Sadly, this limits our carrier time to never. I had always imagined myself a baby wearing mama, but having a healthy baby means more- and so, my arms are always full and so is my heart!
What IS good for her, however, is tummy time, as it brings her back into an arch… which is great! She is a happy camper on her belly, for the most part, and (as of October 27th) if she doesn’t want to be on her back, she rolls to her belly = A total baby-body workout!
Some more interesting facts:
* Due to the shape of the ribcage, the liver is [usually] able to be felt. This is not true on an average height child, which is something to alert doctors of should they have a concern. Sometimes, it is falsely interpreted as a swelling.

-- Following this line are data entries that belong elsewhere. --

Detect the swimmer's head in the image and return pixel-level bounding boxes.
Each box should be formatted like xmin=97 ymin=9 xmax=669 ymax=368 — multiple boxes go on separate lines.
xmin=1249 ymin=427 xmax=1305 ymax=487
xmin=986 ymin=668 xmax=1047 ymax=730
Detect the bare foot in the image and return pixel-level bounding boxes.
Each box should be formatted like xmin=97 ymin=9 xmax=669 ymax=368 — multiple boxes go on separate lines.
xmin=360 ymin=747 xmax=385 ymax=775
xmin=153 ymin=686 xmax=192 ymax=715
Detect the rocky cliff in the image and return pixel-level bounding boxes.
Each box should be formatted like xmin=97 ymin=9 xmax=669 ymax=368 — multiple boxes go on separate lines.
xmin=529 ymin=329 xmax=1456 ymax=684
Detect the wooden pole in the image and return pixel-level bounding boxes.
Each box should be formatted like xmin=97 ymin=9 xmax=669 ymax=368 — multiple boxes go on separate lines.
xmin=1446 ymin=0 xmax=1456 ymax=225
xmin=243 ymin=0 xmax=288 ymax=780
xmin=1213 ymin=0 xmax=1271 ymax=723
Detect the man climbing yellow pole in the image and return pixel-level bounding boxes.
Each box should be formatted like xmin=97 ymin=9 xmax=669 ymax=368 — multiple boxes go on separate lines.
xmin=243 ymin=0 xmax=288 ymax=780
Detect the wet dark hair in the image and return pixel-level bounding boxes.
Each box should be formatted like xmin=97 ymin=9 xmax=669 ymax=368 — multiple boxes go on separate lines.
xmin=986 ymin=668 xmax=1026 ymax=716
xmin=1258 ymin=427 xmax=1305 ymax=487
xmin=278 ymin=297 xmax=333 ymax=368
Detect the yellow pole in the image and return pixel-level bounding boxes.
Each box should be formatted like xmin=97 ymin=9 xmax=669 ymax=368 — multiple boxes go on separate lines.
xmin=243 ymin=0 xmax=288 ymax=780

* Addie’s arms do not fulling extend by about 20% at the elbow. This is totally normal, and should not inhibit her in any way. She does have lower muscle tone, primarily in her arms, but that is just another feature of dwarfism. As well, her limb disproportions were noted in her arms as rhizomelic, and her lower extremities are rhizomelic light. This refers to her arms as short (the long bones) and her legs as mildly (for a dwarf) short. She will, most likely, be around 4 feet tall.
* The diagnosis of achondroplasia could have been made with ONE x-ray of her pelvic bone! The blood test, however, confirms it.
* Dr. Bober feels Addie is doing great! (This is my favorite fact!)
And so, this is how Delaware went.
We met with a great family when our appointment was over, there were lots of smiles and handshakes and then we were leaving… and I was shaking. I was gripping Addie so close to me I could feel her little Buddha-belly flatten against me.
Dave and I decided that we had not eaten, and so we needed to get food in Delaware. (If you’ve ever seen me hungry, you know it’s a sight better left for horror films and psychiatry studies.) We made a left out of the hospital and came across a Saladworks- one of my favorite places to eat. We walked in and parked ourselves at a table after glancing at the menu. I knew what I wanted, and as I told Dave I looked over at Addie. Perfect. Small. Addie. And I grabbed Dave, locked myself in his grasp and cried into his shoulder. I cried for the relief that Addie is OK. I cried for the fact that she will have struggles. I cried because I have not slept through the night since she was born.
We learned a lot, and we will continue to learn. Thank you for taking this journey with me as a woman, as a mom, as a parent, as a friend.